In short, even while the feasibility of, and need for, a much more comprehensive and sustained shift away from fossil fuels and Generation III nuclear power to alternatives (with renewables the most attractive and feasible of these at the moment), is increasingly difficult to dispute, political realities continue to make it highly uncertain that even the wealthiest and most developed nations will travel this road swiftly, safely and successfully.
1. Where the movement past oil specifically is concerned, however, it is Japan that has been the leader, having reduced its oil consumption by an impressive 22 percent between its recent peak in 1996 and 2011. By contrast, Germany achieved a 14-15 percent drop after the peaking of its consumption in 1998. On the other hand, Germany extracts more GDP per unit of oil consumed - consuming one barrel for every $3500, compared with $2800 for Japan (and under $2200 for the U.S.) when Purchasing Power Parity is taken into account. (At market exchange rates, however, Japan is competitve with Germany, making this an issue of which indicator one regards as more appropriate.)

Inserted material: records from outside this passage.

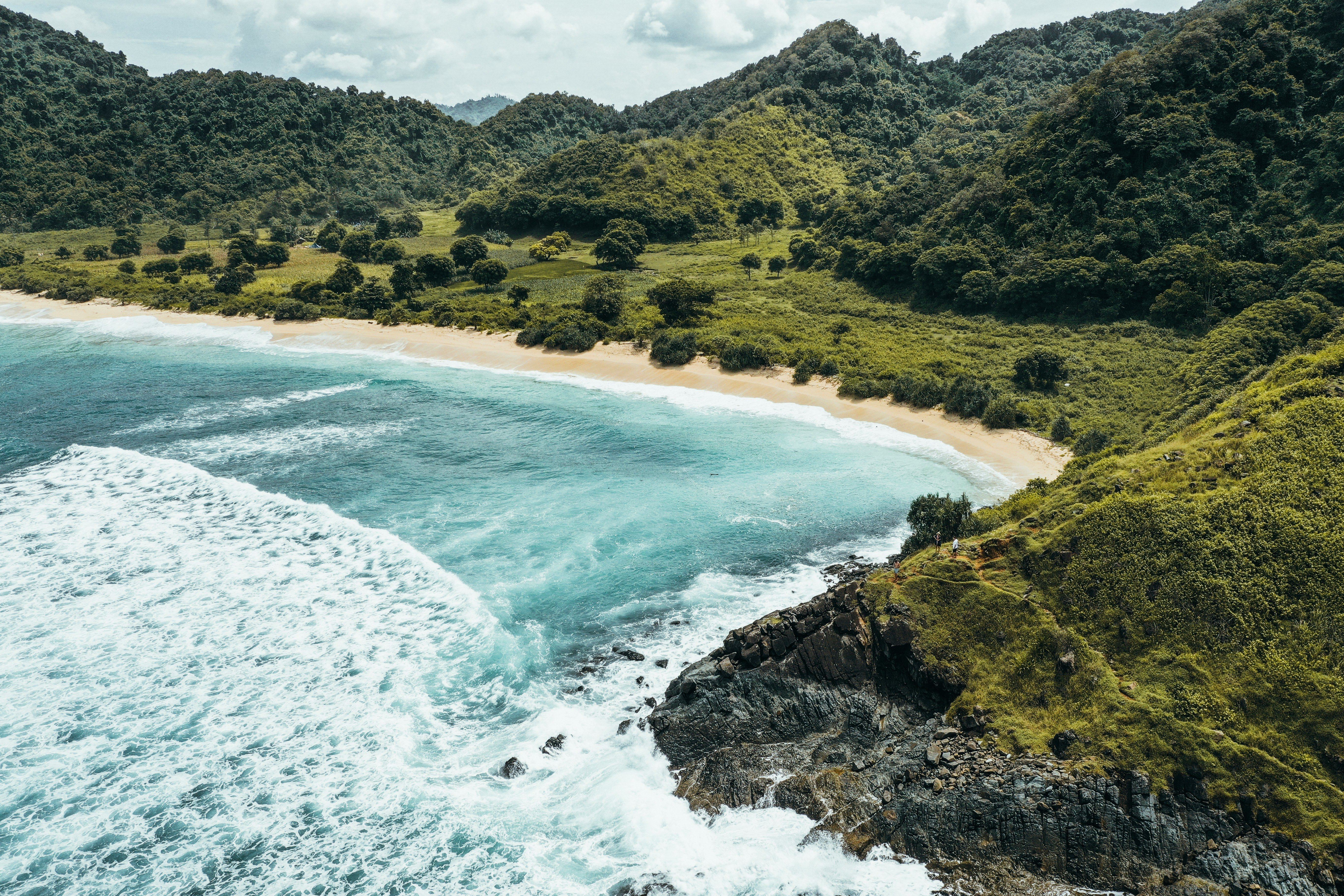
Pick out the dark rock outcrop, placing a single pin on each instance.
(825, 709)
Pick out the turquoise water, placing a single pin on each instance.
(275, 616)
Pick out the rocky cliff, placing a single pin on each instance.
(825, 710)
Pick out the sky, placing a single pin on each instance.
(613, 52)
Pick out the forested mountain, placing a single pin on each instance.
(474, 112)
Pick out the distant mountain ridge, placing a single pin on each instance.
(474, 112)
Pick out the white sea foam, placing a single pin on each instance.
(279, 443)
(206, 414)
(213, 687)
(702, 401)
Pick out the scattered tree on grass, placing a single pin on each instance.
(674, 347)
(174, 241)
(621, 244)
(468, 251)
(346, 277)
(604, 296)
(489, 272)
(681, 299)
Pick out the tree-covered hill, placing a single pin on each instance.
(1187, 181)
(88, 139)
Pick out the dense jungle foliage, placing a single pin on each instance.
(1124, 233)
(1176, 609)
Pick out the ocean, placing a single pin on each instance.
(275, 616)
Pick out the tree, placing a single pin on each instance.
(346, 277)
(331, 237)
(490, 272)
(358, 246)
(682, 299)
(372, 296)
(124, 246)
(1091, 443)
(436, 271)
(1039, 369)
(409, 225)
(1000, 414)
(197, 263)
(935, 515)
(230, 283)
(604, 296)
(468, 251)
(174, 241)
(621, 242)
(674, 347)
(1179, 306)
(549, 248)
(751, 263)
(405, 281)
(271, 254)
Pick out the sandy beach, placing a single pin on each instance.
(1015, 455)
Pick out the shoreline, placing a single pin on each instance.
(1015, 455)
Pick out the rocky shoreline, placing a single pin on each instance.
(825, 710)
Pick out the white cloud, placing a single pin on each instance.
(963, 25)
(720, 25)
(532, 21)
(74, 19)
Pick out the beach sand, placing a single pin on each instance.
(1015, 455)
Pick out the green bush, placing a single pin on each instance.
(1000, 414)
(674, 347)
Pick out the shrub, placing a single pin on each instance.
(197, 263)
(604, 296)
(1039, 369)
(72, 291)
(682, 299)
(489, 272)
(346, 277)
(159, 266)
(292, 309)
(1000, 414)
(124, 246)
(468, 251)
(968, 397)
(173, 242)
(358, 246)
(1091, 443)
(932, 516)
(674, 347)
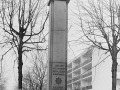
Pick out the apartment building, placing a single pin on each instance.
(91, 71)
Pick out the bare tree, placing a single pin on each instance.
(100, 22)
(35, 76)
(22, 22)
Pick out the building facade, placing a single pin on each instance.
(91, 71)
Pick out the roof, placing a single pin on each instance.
(58, 0)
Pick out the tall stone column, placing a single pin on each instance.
(57, 70)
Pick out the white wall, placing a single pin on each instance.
(101, 79)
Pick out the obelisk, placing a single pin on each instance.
(57, 68)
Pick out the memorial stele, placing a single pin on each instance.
(57, 66)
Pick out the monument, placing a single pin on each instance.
(57, 68)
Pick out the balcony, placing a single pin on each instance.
(87, 87)
(76, 78)
(69, 81)
(76, 67)
(89, 73)
(69, 71)
(86, 62)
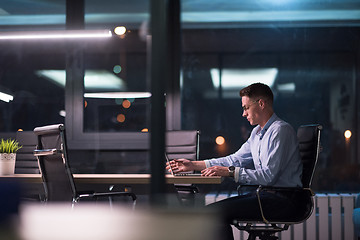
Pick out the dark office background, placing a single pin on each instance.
(310, 50)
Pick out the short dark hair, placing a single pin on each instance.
(258, 90)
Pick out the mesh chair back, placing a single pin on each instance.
(57, 178)
(309, 146)
(26, 162)
(182, 144)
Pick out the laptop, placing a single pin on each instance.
(179, 174)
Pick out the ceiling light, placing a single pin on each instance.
(236, 79)
(65, 34)
(93, 79)
(118, 95)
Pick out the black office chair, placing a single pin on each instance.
(56, 173)
(266, 227)
(26, 162)
(183, 144)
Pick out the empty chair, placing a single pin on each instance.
(26, 162)
(309, 146)
(55, 168)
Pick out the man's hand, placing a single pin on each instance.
(180, 165)
(185, 165)
(216, 171)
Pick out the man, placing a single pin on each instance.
(269, 157)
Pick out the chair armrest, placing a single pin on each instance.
(278, 190)
(46, 152)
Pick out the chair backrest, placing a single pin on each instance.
(26, 162)
(309, 146)
(182, 144)
(52, 157)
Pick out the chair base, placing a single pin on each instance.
(264, 232)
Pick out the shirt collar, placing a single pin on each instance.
(261, 132)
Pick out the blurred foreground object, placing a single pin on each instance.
(93, 222)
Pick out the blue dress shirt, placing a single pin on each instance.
(270, 157)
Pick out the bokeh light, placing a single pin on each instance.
(347, 134)
(117, 69)
(120, 117)
(220, 140)
(121, 30)
(126, 104)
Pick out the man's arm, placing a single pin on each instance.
(185, 165)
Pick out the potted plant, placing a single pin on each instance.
(8, 149)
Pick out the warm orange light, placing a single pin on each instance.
(120, 117)
(126, 103)
(220, 140)
(347, 134)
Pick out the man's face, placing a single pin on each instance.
(251, 110)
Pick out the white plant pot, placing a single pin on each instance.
(7, 163)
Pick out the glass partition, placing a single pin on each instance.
(300, 49)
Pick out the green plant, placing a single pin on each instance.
(9, 146)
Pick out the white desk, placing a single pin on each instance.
(119, 179)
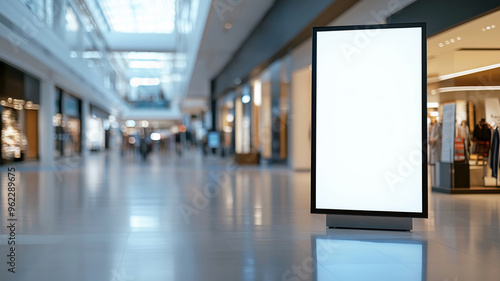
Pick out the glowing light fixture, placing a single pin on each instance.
(257, 92)
(136, 81)
(130, 123)
(155, 136)
(145, 64)
(245, 99)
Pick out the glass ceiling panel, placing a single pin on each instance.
(140, 16)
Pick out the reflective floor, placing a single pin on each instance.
(116, 218)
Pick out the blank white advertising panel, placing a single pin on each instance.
(369, 120)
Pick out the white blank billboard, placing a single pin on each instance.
(368, 107)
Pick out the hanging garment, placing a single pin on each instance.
(494, 153)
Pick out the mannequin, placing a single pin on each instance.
(462, 131)
(13, 141)
(435, 143)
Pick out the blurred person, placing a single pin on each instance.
(482, 131)
(482, 138)
(178, 144)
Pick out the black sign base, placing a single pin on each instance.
(369, 222)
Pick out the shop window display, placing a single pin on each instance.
(13, 140)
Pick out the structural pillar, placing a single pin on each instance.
(46, 131)
(85, 115)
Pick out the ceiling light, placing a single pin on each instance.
(137, 81)
(469, 88)
(245, 99)
(467, 72)
(145, 64)
(130, 123)
(155, 136)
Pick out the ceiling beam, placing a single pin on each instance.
(140, 42)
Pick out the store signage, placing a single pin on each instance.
(492, 111)
(369, 146)
(448, 133)
(213, 139)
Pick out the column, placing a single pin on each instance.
(84, 119)
(45, 114)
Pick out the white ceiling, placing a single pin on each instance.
(445, 50)
(218, 44)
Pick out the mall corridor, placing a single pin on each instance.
(115, 218)
(252, 140)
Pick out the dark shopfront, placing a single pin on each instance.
(19, 100)
(67, 125)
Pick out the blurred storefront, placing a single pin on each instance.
(68, 125)
(19, 100)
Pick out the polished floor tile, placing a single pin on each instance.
(116, 218)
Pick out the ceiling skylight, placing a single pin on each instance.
(140, 16)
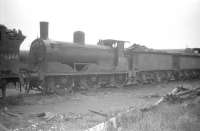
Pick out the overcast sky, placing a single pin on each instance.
(154, 23)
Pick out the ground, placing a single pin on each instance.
(76, 107)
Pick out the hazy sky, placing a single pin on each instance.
(154, 23)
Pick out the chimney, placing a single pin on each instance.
(44, 30)
(79, 37)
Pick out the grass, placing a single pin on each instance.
(164, 118)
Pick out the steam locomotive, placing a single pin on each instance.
(64, 66)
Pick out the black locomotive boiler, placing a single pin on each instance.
(60, 67)
(63, 65)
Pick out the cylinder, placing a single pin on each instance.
(44, 30)
(79, 37)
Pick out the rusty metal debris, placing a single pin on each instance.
(177, 95)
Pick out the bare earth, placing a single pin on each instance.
(105, 100)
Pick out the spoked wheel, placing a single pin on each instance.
(89, 82)
(59, 85)
(120, 80)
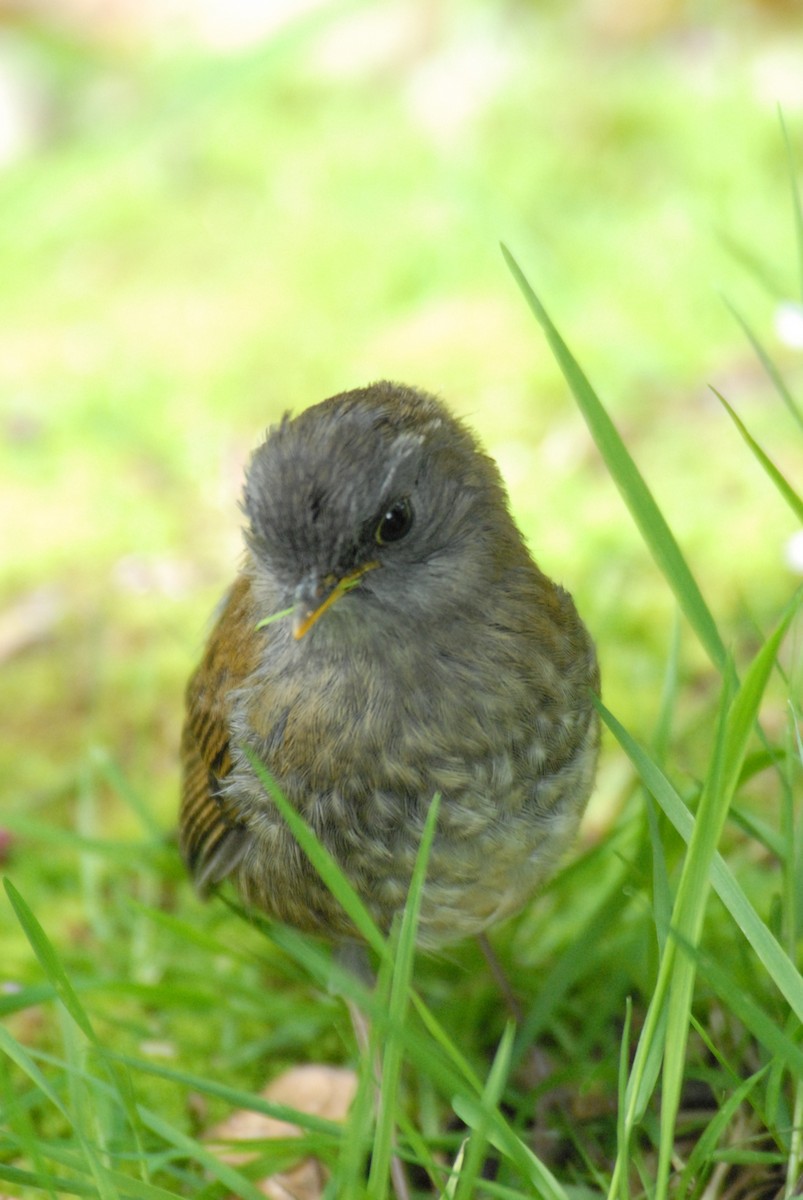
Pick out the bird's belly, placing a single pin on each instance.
(498, 835)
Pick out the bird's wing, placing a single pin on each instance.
(213, 841)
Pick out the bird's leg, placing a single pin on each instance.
(353, 957)
(538, 1066)
(502, 982)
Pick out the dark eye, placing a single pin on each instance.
(396, 523)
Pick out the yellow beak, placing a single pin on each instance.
(312, 598)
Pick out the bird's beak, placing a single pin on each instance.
(315, 595)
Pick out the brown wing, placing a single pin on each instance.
(213, 841)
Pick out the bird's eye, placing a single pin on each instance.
(396, 522)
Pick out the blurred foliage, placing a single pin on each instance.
(195, 239)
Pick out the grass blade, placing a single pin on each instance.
(657, 534)
(400, 990)
(784, 487)
(768, 365)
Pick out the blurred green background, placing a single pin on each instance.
(213, 213)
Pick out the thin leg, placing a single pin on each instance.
(501, 978)
(353, 957)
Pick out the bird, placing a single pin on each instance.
(388, 639)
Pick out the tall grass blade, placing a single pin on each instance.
(400, 988)
(637, 497)
(323, 862)
(785, 489)
(769, 366)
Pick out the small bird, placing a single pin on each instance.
(418, 651)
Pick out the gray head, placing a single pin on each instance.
(378, 492)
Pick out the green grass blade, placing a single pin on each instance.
(539, 1177)
(777, 963)
(23, 1060)
(785, 489)
(399, 1002)
(627, 477)
(797, 210)
(768, 365)
(705, 1147)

2. According to EIA statistics, the energy-intensity of the German economy dropped 19 percent between 1996 and 2009, while its carbon-intensity fell 26 percent. The comparable figures for the U.S. are 26 and 28 percent respectively, 8 and 7 percent for Japan, 19 and 20 for France, 32 and 32 for Britain. Only Italy, which has followed something closer to the German path, has done similarly well (its figures 6 and 13 percent, respectively).
3. Similarly, there is a tendency to point to subsidies for "green" energy and completely ignore the long history of massive subsidy for the fossil fuel and nuclear sectors (described by John Kenneth Galbraith as "fantastic favoritism") while complaining about market distortions.